Nas telas de cinema, a complexa interação entre homens e máquinas tem sido abordada em diferentes obras, sob os mais variados aspectos. Robôs altamente tecnológicos, sistemas operacionais avançados, inteligência artificial são alguns dos temas recorrentes de enredos, desde os mais alarmantes cenários até a história de máquinas que experimentaram as complexidades da vida humana.
Há pouco mais de 20 anos, com o filme A.I.: Inteligência Artificial (2001), Steven Spielberg já imaginava um futuro onde a interação entre humanos e máquinas transcendia as barreiras tecnológicas, adentrando em uma esfera mais emocional, humanizada. No longa, é possível acompanhar a saga de um menino robótico, criado com tecnologias altamente avançadas, em busca de se tornar uma pessoa “real”, a fim de recuperar o amor da sua mãe humana.

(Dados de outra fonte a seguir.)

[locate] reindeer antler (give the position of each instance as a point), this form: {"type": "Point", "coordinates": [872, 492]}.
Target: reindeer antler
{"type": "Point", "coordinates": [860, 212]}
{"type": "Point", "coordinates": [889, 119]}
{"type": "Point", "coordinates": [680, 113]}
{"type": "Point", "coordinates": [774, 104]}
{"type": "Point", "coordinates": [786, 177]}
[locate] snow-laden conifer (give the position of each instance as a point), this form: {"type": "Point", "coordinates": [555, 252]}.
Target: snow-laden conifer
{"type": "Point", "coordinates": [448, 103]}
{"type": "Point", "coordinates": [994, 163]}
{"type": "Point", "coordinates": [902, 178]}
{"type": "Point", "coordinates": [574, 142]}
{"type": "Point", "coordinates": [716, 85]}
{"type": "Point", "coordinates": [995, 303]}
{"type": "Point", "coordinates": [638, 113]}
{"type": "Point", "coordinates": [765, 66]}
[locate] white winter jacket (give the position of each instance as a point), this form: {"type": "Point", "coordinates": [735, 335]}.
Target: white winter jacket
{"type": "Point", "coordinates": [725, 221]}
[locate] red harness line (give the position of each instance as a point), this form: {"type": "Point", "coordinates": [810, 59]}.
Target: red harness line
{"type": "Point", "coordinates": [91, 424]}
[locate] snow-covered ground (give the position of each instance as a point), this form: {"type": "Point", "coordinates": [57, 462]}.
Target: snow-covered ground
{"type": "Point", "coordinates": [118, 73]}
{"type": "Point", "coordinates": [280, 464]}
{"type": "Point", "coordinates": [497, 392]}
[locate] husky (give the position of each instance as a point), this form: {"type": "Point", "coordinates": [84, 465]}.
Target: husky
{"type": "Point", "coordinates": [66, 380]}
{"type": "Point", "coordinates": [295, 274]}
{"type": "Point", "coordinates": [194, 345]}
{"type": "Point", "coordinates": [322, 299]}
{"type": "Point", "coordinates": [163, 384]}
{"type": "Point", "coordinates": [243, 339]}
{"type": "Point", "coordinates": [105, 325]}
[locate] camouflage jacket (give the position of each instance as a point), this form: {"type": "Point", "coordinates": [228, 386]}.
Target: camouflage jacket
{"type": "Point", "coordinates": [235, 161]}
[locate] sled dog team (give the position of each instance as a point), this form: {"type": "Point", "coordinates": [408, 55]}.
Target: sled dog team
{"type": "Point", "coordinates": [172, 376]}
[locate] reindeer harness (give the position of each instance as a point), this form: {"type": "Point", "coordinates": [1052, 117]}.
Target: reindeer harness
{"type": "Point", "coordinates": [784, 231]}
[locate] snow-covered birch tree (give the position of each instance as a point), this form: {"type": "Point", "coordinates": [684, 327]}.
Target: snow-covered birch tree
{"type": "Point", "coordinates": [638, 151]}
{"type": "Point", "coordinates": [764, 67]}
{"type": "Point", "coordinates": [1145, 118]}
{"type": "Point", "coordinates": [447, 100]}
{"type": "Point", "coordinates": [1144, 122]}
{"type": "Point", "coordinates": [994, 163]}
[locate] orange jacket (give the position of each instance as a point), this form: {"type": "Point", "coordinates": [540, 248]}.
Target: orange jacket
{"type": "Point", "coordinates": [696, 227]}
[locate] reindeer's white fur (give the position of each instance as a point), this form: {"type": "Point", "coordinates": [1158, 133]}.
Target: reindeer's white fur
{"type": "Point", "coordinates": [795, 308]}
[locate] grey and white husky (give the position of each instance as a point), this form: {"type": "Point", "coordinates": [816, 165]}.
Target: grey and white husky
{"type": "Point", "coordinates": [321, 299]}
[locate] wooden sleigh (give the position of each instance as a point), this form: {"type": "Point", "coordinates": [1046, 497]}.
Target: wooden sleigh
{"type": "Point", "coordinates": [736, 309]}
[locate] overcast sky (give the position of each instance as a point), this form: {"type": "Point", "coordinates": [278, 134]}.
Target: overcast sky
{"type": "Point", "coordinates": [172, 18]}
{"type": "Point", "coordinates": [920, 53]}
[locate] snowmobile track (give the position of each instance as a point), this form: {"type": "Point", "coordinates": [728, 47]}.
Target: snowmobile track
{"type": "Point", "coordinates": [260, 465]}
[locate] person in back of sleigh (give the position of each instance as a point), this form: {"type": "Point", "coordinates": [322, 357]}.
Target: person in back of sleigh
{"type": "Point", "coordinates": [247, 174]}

Com uma abordagem mais romântica, o filme Her (2013), de Spike Jonze, explora a relação de um escritor solitário que se apaixona pela voz de uma assistente virtual. Baseada em Inteligência Artificial, a entidade intuitiva e sensível chamada Samantha é capaz de aprender rapidamente a partir do comportamento do usuário e evoluir com suas próprias experiências.
Muito dos aspectos tecnológicos de ambos enredos, até então considerados ficcionais, hoje já são identificados na atual realidade. O uso da inteligência artificial e de softwares que identificam emoções está cada vez mais presente no cotidiano das pessoas. A tecnologia tem se mostrado uma companheira dos seres humanos, capaz de contribuir significativamente para a saúde mental.
Há todo um campo da computação que estuda e desenvolve produtos e aplicações capazes de detectar e/ou influenciar sentidos, sensações e sentimentos humanos. E é nessa área da computação afetiva que pesquisadores da Universidade do Estado do Rio Grande do Norte (Uern) Natal vêm desenvolvendo estudos em busca de soluções tecnológicas que venham a facilitar a vida das pessoas.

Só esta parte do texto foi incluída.